Стенсон ушла, и мужчины за столом с серьезным видом переглянулись.
Джефферсон, прищурившись, проследил, как Эб враскачку, ковбойской походкой, шагает на другой конец зала к пианисту.
— Что за история со шпорами, Макферсон?
Лысый повертел стакан, от движения его руки бурбон закрутился золотистым завитком. Старик был доволен, что его спросили о шпорах.
— Кое-кто болтает, что они краденые, но это вранье. Шпоры принадлежали другому, это правда. Толкуют даже, будто она убила Сэма, лишь бы их заполучить, но я-то знаю, это враки. Они с Сэмом были друзьями, и она его выходила, когда он чуть не истек кровью.
— Сэм?
— Сэм. Сэм был золотоискателем, и ему везло. Хоть молодой, а башка у него варила что надо. Он нашел хорошую жилу. Сэм всегда работал на реках. Шурфы ему обрыдли. Ему нравилось искать. Он был искатель-одиночка. В одиночку жил, в одиночку и золото искал. А золото — оно такое: если заберет тебя, то уже не отпустит.
— А ты, значит, много понимаешь в золоте? А, Макферсон?
— Не понимай я в золоте, не купил бы этот салун, а ты не пил бы здесь скверный бурбон со шлюхами старше своей мамаши.
Оба загоготали над шуткой старика.
— Дальше-то рассказывать или как? — ворчливо спросил Макферсон.
— Давай-давай, мы тебя слушаем.
— Однажды Сэм слишком близко подошел к территории одной пумы. Когда Эб нашла его, он уже не первый день купался в своей крови. Она оттащила Сэма в его хижину, а был он вовсе не птичье перышко.
Старик уткнулся носом в стакан, не сводя глаз со стены, и занялся своим виски, словно ничего больше его не интересовало.
— А потом что? — спросил я. — Когда дотащила до хижины?
Похоже, те двое наконец-то увидели, что и я сижу за столом. Смотрели чуть ли не с удивлением: с какой стати я подал голос.
— Потом? Потом она его выходила. Даже еду ему стряпала.
Старик засмеялся и сразу закашлялся. Ему много не требовалось, смех тут же переходил в кашель.

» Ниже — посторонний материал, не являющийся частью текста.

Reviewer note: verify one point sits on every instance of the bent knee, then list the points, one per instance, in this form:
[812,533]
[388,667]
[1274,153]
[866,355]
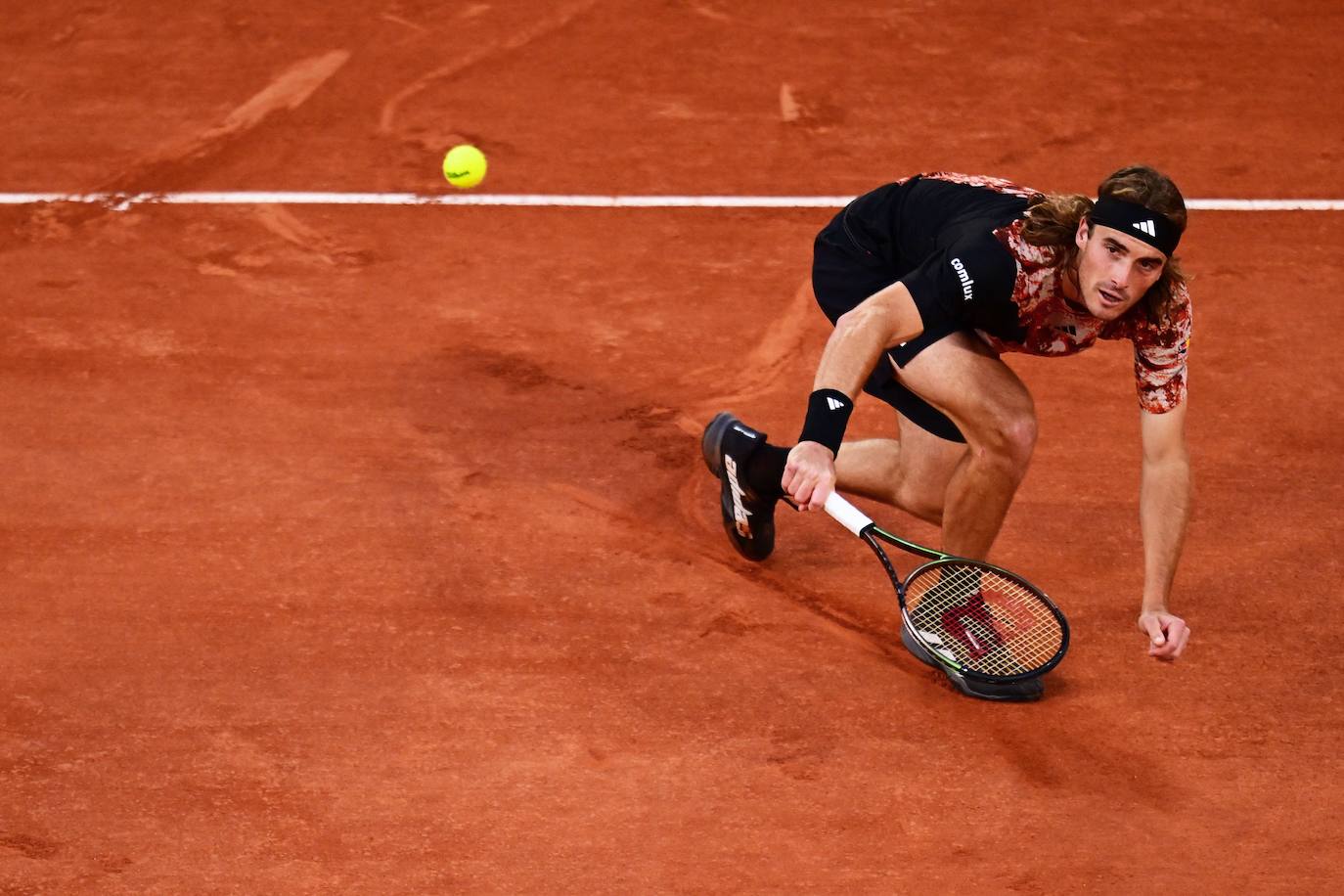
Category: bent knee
[1007,438]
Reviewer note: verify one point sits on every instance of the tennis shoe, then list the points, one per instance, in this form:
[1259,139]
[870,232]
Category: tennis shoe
[747,517]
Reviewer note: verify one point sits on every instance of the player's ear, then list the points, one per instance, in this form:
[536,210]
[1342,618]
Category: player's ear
[1084,231]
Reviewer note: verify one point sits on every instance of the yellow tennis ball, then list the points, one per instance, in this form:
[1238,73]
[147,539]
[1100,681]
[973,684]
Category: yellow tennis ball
[464,165]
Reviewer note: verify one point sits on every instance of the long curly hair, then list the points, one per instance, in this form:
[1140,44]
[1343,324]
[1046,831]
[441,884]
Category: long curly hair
[1053,220]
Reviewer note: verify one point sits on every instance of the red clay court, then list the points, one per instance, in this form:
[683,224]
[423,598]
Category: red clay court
[367,548]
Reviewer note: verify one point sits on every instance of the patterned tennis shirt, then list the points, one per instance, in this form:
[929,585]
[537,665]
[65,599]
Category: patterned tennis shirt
[972,269]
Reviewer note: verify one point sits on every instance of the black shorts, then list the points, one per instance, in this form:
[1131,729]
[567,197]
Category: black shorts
[845,273]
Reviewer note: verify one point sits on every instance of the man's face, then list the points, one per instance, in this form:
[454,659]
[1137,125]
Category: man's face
[1114,270]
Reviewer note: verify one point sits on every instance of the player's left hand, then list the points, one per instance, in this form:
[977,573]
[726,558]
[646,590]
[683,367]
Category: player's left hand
[1167,634]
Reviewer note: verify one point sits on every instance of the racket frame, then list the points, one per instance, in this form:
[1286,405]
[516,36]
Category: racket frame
[872,533]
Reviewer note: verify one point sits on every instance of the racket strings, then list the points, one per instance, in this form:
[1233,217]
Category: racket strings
[987,621]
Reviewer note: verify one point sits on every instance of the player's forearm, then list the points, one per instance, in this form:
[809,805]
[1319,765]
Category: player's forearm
[1164,510]
[862,336]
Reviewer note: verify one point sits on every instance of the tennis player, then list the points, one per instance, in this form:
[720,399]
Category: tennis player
[926,281]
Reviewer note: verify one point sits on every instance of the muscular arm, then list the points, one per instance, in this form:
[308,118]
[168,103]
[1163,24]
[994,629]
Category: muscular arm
[884,319]
[1164,508]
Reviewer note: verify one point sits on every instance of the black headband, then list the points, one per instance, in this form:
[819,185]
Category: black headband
[1139,222]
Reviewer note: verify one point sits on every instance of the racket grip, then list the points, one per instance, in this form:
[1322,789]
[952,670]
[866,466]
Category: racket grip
[847,515]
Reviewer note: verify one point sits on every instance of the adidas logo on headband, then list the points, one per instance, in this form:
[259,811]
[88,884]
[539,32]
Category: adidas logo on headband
[1146,225]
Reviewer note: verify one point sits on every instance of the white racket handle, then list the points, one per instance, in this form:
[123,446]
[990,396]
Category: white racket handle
[845,514]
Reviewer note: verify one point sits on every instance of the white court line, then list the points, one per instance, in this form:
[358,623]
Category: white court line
[121,202]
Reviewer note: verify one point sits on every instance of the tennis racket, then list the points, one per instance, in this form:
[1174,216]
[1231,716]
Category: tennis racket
[976,619]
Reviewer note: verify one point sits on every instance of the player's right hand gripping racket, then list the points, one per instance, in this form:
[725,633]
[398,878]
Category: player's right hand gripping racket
[976,619]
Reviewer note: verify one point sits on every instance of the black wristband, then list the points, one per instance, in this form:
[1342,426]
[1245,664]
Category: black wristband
[829,414]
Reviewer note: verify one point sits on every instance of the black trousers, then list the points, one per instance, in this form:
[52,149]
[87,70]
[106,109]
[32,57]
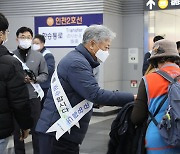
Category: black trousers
[49,145]
[35,113]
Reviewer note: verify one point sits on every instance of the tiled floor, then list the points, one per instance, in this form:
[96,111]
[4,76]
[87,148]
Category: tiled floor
[96,139]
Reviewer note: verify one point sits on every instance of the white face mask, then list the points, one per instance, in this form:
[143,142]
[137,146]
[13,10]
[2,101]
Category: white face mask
[25,43]
[5,41]
[36,47]
[102,55]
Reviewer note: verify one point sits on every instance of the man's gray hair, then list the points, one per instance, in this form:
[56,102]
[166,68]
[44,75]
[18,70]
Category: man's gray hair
[98,33]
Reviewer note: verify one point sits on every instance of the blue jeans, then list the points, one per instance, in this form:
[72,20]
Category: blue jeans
[3,145]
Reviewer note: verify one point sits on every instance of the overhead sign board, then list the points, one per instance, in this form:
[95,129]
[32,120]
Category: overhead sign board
[151,5]
[65,31]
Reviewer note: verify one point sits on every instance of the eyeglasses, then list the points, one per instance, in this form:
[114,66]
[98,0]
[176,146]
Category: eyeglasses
[6,31]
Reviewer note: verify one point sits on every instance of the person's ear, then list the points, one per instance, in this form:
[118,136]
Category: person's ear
[1,35]
[92,43]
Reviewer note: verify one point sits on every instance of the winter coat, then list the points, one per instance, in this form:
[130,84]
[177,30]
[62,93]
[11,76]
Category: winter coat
[36,63]
[75,72]
[13,95]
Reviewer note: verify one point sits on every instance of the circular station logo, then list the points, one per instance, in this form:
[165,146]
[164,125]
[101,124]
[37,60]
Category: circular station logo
[163,4]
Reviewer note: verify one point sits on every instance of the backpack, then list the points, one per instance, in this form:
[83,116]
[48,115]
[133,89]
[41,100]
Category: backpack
[169,126]
[125,137]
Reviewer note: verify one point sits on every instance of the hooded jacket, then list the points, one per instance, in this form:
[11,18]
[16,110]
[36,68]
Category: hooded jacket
[13,95]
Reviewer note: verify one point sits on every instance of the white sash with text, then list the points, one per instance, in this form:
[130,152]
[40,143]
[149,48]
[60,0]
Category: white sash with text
[69,116]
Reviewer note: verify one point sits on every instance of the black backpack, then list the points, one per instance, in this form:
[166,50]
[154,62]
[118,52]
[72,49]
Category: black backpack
[169,127]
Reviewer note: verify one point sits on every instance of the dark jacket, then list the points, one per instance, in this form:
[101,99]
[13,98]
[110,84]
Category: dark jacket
[13,95]
[75,72]
[125,137]
[146,62]
[49,58]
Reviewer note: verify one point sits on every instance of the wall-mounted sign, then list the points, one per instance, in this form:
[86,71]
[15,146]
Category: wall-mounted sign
[133,55]
[151,5]
[133,83]
[65,31]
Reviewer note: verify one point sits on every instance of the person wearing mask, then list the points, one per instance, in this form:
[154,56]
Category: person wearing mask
[152,90]
[14,96]
[35,70]
[148,54]
[75,76]
[178,46]
[38,45]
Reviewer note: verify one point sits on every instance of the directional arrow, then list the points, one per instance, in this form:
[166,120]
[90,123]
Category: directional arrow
[150,3]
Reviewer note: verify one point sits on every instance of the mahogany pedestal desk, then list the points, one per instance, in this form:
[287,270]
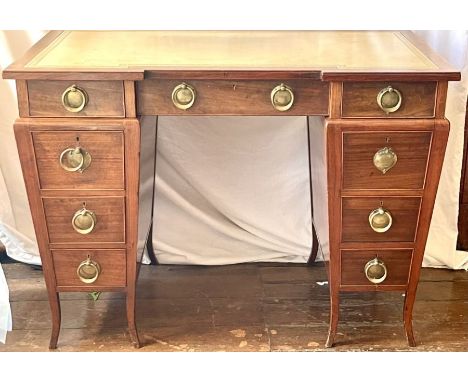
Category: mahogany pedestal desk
[378,102]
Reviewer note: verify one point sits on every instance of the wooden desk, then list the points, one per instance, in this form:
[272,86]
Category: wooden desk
[380,102]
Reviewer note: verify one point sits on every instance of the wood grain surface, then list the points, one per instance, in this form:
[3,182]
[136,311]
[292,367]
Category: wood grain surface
[105,98]
[110,215]
[397,263]
[356,228]
[106,170]
[359,148]
[360,99]
[154,97]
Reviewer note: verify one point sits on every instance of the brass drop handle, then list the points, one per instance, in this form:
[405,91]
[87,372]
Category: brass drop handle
[84,221]
[380,220]
[385,159]
[88,271]
[74,99]
[389,99]
[375,271]
[282,97]
[75,159]
[183,96]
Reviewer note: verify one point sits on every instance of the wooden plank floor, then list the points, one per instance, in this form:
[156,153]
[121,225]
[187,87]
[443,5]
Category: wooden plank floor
[245,307]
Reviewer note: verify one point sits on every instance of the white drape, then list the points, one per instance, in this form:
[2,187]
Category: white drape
[232,190]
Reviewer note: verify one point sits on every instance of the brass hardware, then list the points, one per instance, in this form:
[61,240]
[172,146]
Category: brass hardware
[75,159]
[88,271]
[74,99]
[282,97]
[380,220]
[84,221]
[385,159]
[375,271]
[389,99]
[183,96]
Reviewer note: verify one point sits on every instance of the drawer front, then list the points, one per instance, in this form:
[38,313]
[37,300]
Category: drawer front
[367,158]
[404,213]
[103,170]
[109,213]
[104,98]
[112,267]
[232,97]
[417,99]
[397,264]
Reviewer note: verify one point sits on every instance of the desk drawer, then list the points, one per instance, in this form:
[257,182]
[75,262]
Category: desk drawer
[368,157]
[101,221]
[111,265]
[102,99]
[220,97]
[100,154]
[396,221]
[393,267]
[417,99]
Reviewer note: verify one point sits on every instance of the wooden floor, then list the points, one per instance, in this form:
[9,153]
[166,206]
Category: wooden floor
[244,307]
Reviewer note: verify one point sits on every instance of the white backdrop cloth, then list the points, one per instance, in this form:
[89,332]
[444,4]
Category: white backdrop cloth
[230,190]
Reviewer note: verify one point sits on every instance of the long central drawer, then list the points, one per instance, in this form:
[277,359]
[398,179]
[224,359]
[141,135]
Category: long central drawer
[222,97]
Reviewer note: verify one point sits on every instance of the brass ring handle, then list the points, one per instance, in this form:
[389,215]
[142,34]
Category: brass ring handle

— А стряпать для Эб хуже, чем торговать собой за деньги в самом распоганом борделе Запада.
Джефферсон произнес с ледяной улыбкой:
— Я буду носить ее золотые шпоры.
Старик перестал смеяться. Такое заявление ему точно не понравилось.
А второй сказал с нажимом:
— На своем месте не сидится — вообще без места останешься.
Вот это Стенсон!
Тут заиграла музыка. Та, от которой щемит сердце и все кишки переворачивает. Пианист запел, и пел он об одиночестве за стаканом вина и ожидании смерти, и в ту же самую минуту Джефферсон почувствовал металлический холод у себя за ухом — дуло револьвера туда так и вжалось.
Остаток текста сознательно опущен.